In what sense is BMS a symmetry? (What is kept invariant?) Recently I've started to read about BMS (Bondi-Metzner-Sachs), and I've encountered several statements such as the following (from [1]).

[I]t turned out that the asymptotic symmetry group at null infinity in
  four dimensions is not the Poincaré group, but an enhanced group
  where translations are replaced by supertranslations.

My question: In what sense is this BMS a symmetry? I know that Poincaré is a symmetry in the sense that the fundamental equations of motion of the fields are kept invariant (look the same) once all the objects in the equations are transformed by Poincaré. Is that the same sense in which BMS is a symmetry, when we consider only fields at null infinity? 
 A: Nice question. I'm studying the same topic right now so maybe we can discuss it to understand better the topic. 
The BMS trasformations are asymptotical symmetries; They leave the asympotic metric invariant. This isn't an exactly isometry, and the Killing field associated are only asympotically killing. The fact is that BMS trasformation leave the Boundary Condition (BC) at the Null infinity $I^\pm$ invariant. 
In the original work of Bondi et al. is proved that the change in the mass of a physical system far from $I^\pm$ can change only if the "Bondi News" function is non zero. In this case this means that a gravitational wave coming along a null curve from $I^-$ interact with the system and then arriving at $I^+$ brings with itself some "news".
Sachs proved that BMS has a conformal subgroup which, made it regular on the whole $S^2$, is isomorphic to the $SO(3,1)$. Indicated that group with $L$, there is another subgroup, which is a Normal Subgroup of BMS, indicated by $N$. This is the Supetraslation subgroup $N$ and 
$$ BMS/N \sim L$$
Ashtekar proved that there is not conserved quantity associated with Supetranslations. (They all vanish).
Of course this is what I got, so maybe is wrong or not exact.
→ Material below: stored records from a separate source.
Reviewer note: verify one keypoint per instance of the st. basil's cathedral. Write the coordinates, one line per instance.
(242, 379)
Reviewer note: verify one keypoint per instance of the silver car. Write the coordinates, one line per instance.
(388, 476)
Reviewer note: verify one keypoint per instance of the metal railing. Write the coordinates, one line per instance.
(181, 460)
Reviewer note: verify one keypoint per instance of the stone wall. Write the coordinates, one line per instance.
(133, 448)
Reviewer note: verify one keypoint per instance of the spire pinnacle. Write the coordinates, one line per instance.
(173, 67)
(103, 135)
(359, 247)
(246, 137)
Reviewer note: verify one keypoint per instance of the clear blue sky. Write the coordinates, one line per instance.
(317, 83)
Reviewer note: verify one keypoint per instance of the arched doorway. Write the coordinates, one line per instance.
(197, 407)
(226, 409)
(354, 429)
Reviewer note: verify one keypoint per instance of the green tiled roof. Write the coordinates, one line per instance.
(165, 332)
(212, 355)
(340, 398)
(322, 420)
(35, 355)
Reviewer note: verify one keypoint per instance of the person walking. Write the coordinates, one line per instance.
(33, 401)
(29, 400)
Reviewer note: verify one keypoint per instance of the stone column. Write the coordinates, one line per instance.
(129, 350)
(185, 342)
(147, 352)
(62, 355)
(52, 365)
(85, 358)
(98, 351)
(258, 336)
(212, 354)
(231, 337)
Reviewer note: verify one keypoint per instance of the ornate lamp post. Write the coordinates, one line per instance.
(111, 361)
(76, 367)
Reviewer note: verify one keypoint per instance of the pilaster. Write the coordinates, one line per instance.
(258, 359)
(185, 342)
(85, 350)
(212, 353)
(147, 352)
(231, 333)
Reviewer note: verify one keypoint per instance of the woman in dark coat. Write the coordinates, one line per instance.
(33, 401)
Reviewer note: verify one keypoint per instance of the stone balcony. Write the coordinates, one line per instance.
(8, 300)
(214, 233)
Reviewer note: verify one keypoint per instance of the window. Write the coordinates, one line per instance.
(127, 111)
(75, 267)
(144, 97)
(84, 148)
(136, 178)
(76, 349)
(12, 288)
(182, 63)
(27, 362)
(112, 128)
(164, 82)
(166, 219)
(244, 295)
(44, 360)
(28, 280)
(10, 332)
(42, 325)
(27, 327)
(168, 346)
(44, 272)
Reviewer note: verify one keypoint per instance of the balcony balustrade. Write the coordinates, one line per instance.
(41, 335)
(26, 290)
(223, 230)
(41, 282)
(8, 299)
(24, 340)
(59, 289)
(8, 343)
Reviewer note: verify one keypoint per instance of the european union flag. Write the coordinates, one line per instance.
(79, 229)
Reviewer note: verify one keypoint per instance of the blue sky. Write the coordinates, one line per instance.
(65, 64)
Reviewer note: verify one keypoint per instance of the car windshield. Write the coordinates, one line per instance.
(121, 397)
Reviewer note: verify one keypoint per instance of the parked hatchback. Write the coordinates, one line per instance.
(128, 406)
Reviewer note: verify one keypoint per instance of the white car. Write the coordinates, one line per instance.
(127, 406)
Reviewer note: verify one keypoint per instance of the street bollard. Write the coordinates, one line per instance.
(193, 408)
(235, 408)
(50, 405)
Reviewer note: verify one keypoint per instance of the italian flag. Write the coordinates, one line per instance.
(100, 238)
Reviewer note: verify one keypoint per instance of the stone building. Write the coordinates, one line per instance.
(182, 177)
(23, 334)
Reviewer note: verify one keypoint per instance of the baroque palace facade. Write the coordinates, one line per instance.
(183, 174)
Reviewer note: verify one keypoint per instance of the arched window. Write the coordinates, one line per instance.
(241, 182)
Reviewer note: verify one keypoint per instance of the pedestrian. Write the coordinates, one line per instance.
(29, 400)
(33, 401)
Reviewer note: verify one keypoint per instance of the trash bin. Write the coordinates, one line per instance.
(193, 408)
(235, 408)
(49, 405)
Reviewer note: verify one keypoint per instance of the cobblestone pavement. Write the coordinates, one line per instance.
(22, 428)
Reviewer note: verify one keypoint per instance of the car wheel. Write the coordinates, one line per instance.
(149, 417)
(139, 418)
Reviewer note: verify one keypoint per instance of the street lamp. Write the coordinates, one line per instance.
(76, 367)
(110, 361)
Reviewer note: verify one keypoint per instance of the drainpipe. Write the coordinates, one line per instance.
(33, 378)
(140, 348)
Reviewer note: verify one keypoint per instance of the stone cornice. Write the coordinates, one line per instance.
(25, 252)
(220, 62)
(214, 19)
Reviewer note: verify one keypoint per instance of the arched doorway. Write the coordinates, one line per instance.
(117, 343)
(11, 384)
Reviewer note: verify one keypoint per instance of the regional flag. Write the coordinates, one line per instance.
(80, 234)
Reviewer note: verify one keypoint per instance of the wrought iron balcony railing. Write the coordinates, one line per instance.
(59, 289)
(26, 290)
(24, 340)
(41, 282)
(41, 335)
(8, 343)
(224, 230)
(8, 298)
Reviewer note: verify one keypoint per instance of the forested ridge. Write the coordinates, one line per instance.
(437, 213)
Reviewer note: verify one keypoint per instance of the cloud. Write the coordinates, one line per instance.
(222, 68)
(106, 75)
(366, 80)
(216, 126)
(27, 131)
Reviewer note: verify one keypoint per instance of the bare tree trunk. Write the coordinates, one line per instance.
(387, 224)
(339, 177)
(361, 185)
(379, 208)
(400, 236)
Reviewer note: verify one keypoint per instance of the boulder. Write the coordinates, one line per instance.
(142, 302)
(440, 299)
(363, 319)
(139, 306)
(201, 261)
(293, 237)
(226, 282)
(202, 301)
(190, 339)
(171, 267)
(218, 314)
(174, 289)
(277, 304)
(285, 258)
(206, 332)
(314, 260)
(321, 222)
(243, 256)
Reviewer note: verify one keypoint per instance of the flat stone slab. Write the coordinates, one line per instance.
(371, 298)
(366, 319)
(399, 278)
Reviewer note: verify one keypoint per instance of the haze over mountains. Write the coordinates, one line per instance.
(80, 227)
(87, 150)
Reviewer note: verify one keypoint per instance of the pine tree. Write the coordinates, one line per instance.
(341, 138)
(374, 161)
I hope we can discuss about it. 
A: You can look back at the original paper in which Sachs first constructed the full BMS group.  (He called it the "generalized Bondi-Metzner group", but we have since added his name to get to "Bondi-Metzner-Sachs group".)  The idea is that the BMS group is an asymptotic symmetry of the metric in an asymptotically flat spacetime.  Sachs quotes earlier results that derive the general asymptotic behavior of the metric $g_{ab}$ in such a spacetime.  Full details are in the paper, but it's relevant to note that he uses coordinates $u, r, \theta, \phi$, where $u$ is retarded time and $r, \theta, \phi$ are (basically) the usual spherical coordinates.  An infinitesimal coordinate transformation will change the metric by $\delta g_{ab}$.  Sachs argues that this change must behave asymptotically according to
\begin{align}
  \tag{1}
  \delta g_{tt} &= \mathcal{O}(r^{-1}), \\
  \tag{2}
  \delta g_{tr} &= \mathcal{O}(r^{-2}),\\
  \tag{3}
  \delta g_{tA} &= \mathcal{O}(1),\\
  \tag{4}
  \delta g_{rr} &= 0,\\
  \tag{5}
  \delta g_{rA} &= 0,\\
  \tag{6}
  \delta g_{AB} &= \mathcal{O}(r),\\
  \tag{7}
  \delta g_{AB} g^{AB} &= 0,\\
\end{align}
where $A$ and $B$ can range over $\theta$ and $\phi$.  Any smooth infinitesimal coordinate transformation is generated by a vector field $\xi^a$, and will generally alter the metric according to
\begin{equation}
  \delta g_{ab} = -\nabla_a \xi_b - \nabla_b \xi_a.
\end{equation}
Sachs uses these expressions to explicitly find the generators of the BMS group.
So the answer to the question is that the asymptotic behavior of the metric is kept invariant, and that is done by ensuring that any of the BMS transformations only change the metric in a way that asymptotically obeys conditions (1) through (7).